Umso skurriler ist es, dass sowohl Grüne als auch der progressive Teil der SPD genau so argumentiert. Wohlwissend, dass Rüstungsausgaben aus ökonomischer Sicht keine Investitionen sind, versucht dieser Teil der Ampel sie über Sondervermögen doch irgendwie als Investition zu finanzieren. Dabei fallen dann Ausdrücke wie „Investitionen in unsere Sicherheit“, die jedem klar Denkenden die Kinnlade runterklappen lassen. Dabei sollten Grüne und Teile der SPD wissen: Mit der Schuldenbremse werden diese Mehrausgaben nur möglich sein, wenn man an anderer Stelle kürzt. Und da sowohl Grüne als auch diese Teile der SPD ganz genau wissen, dass eine Rückabwicklung der Schuldenbremse politisch nicht möglich ist – sie würde allein schon an den Ländern scheitern -, gibt es de facto nur zwei Alternativen: Entweder man betreibt ein absurdes Rüstungsprogramm UND kürzt die Kosten dafür an anderer Stelle. Oder man betreibt kein absurdes Rüstungsprogramm. Tertium non datur, eine dritte Alternative gibt es nicht.

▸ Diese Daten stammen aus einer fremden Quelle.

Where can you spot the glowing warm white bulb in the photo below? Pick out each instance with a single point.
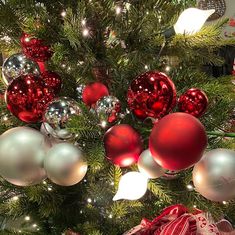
(191, 20)
(132, 186)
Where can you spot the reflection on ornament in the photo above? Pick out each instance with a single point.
(132, 186)
(18, 65)
(108, 109)
(191, 20)
(214, 175)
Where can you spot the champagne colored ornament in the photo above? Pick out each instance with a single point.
(194, 102)
(151, 94)
(108, 109)
(123, 145)
(132, 186)
(65, 164)
(149, 167)
(177, 141)
(57, 114)
(22, 152)
(214, 175)
(27, 98)
(52, 80)
(18, 65)
(93, 92)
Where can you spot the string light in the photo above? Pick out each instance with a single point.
(190, 187)
(27, 218)
(83, 22)
(118, 10)
(89, 200)
(103, 124)
(15, 198)
(85, 32)
(63, 13)
(168, 68)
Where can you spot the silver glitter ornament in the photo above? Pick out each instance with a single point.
(18, 65)
(149, 167)
(22, 152)
(214, 175)
(108, 109)
(57, 114)
(65, 164)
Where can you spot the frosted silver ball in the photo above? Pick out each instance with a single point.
(57, 114)
(108, 109)
(65, 164)
(22, 152)
(18, 65)
(214, 175)
(148, 166)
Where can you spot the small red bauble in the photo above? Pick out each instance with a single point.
(194, 101)
(123, 145)
(27, 98)
(151, 94)
(177, 141)
(52, 80)
(93, 92)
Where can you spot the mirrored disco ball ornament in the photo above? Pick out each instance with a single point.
(57, 114)
(108, 109)
(18, 65)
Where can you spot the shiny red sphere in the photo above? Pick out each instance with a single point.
(177, 141)
(194, 102)
(123, 145)
(52, 80)
(151, 94)
(93, 92)
(27, 97)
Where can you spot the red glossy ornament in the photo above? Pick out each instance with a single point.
(151, 94)
(93, 92)
(194, 102)
(123, 145)
(177, 141)
(27, 97)
(52, 80)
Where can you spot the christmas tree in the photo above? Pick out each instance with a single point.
(123, 65)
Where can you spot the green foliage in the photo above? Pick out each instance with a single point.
(117, 48)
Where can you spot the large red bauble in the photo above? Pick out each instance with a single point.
(52, 80)
(194, 101)
(151, 94)
(123, 145)
(93, 92)
(27, 97)
(177, 141)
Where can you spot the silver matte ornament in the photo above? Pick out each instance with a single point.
(149, 167)
(108, 109)
(65, 164)
(214, 175)
(57, 114)
(22, 152)
(18, 65)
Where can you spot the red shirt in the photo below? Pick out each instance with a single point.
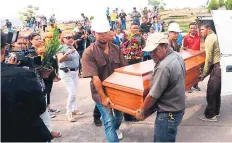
(192, 42)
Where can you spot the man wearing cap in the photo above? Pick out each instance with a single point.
(167, 89)
(174, 30)
(98, 62)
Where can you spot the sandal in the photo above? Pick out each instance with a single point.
(56, 134)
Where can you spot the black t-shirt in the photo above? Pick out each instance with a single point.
(145, 27)
(8, 24)
(122, 16)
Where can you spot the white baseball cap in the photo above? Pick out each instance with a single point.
(174, 27)
(153, 40)
(100, 24)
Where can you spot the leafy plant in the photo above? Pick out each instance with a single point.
(52, 47)
(228, 4)
(213, 5)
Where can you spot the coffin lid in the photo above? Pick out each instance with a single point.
(135, 78)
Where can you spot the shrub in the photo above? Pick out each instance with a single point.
(228, 4)
(213, 5)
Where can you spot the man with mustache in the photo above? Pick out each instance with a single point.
(98, 62)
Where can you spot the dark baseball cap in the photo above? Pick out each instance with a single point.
(3, 39)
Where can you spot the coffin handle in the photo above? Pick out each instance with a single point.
(123, 109)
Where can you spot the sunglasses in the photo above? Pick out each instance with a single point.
(68, 37)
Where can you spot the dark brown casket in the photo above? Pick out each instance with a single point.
(128, 86)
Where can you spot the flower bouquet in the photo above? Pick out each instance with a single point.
(52, 47)
(132, 49)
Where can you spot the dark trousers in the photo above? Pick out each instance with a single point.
(127, 116)
(166, 126)
(213, 92)
(80, 66)
(96, 113)
(48, 88)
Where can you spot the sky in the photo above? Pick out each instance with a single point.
(71, 9)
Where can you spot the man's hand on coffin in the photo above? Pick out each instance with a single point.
(107, 102)
(139, 114)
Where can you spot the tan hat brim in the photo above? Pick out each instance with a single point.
(150, 48)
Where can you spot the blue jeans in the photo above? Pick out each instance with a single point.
(111, 122)
(137, 21)
(123, 24)
(166, 128)
(112, 24)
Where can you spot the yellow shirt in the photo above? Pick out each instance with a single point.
(212, 52)
(113, 16)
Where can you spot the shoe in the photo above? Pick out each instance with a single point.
(190, 90)
(213, 119)
(197, 88)
(56, 134)
(70, 118)
(54, 110)
(97, 122)
(77, 112)
(119, 133)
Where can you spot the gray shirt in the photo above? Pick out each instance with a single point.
(167, 83)
(72, 60)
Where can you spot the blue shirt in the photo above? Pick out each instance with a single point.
(179, 40)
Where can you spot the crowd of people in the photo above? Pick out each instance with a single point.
(94, 48)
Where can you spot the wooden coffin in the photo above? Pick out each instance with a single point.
(128, 86)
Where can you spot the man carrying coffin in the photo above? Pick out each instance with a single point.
(98, 62)
(167, 88)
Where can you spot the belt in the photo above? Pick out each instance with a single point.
(73, 69)
(173, 112)
(70, 69)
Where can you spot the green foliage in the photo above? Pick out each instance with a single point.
(213, 5)
(221, 3)
(157, 4)
(228, 4)
(52, 48)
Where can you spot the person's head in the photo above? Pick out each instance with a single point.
(3, 45)
(21, 43)
(206, 28)
(157, 45)
(111, 35)
(134, 9)
(155, 20)
(101, 29)
(66, 38)
(193, 28)
(118, 30)
(152, 30)
(174, 30)
(144, 19)
(35, 40)
(134, 28)
(145, 35)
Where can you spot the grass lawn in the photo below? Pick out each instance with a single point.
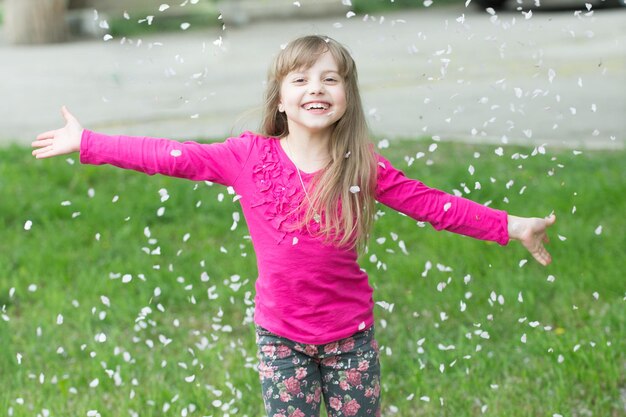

FDP, CDU und der andere Teil der SPD haben damit auch kein Problem. Hier steht man voll hinter der Schuldenbremse, will unbedingt ein Rüstungsprogramm finanzieren, drückt sich aber davor, klar zu kommunizieren, welche Ausgaben man kürzen will, um das alles zu finanzieren. Wer diese Parteien und ihre Programme kennt, ahnt jedoch bereits jetzt, dass diese Kürzungen vor allem da vorgenommen werden, wo es „dem kleinen Mann“ wehtun wird. Dass man sich zurzeit mit konkreten Kürzungsplänen zur Refinanzierung des Rüstungsprogramms zurückhält, ist verständlich – es stehen mehrere Wahlen an und auch wenn das Volk durch die Medien kriegsgeil gemacht wurde, ist es mehr als fraglich, ob das gleiche Volk für seine Kriegsgeilheit auch massive Kürzungen hinnehmen wird. Konkrete Kürzungspläne werden wir wohl erst nach der nächsten Bundestagswahl sehen und es ist dabei sogar fraglich, ob dieses Thema im Wahlkampf eine Rolle spielen wird. Wir wissen ja: Kritik an der aberwitzigen Rüstungspolitik ist nicht gerne gesehen und wahrscheinlich sogar irgendwie „rechts“. Das ist jedoch gleich doppelt absurd, da die AfD sogar mehr als zwei Prozent für die Rüstung ausgeben will und ebenfalls Kürzungen – u.a. im Sozialbudget – fordert.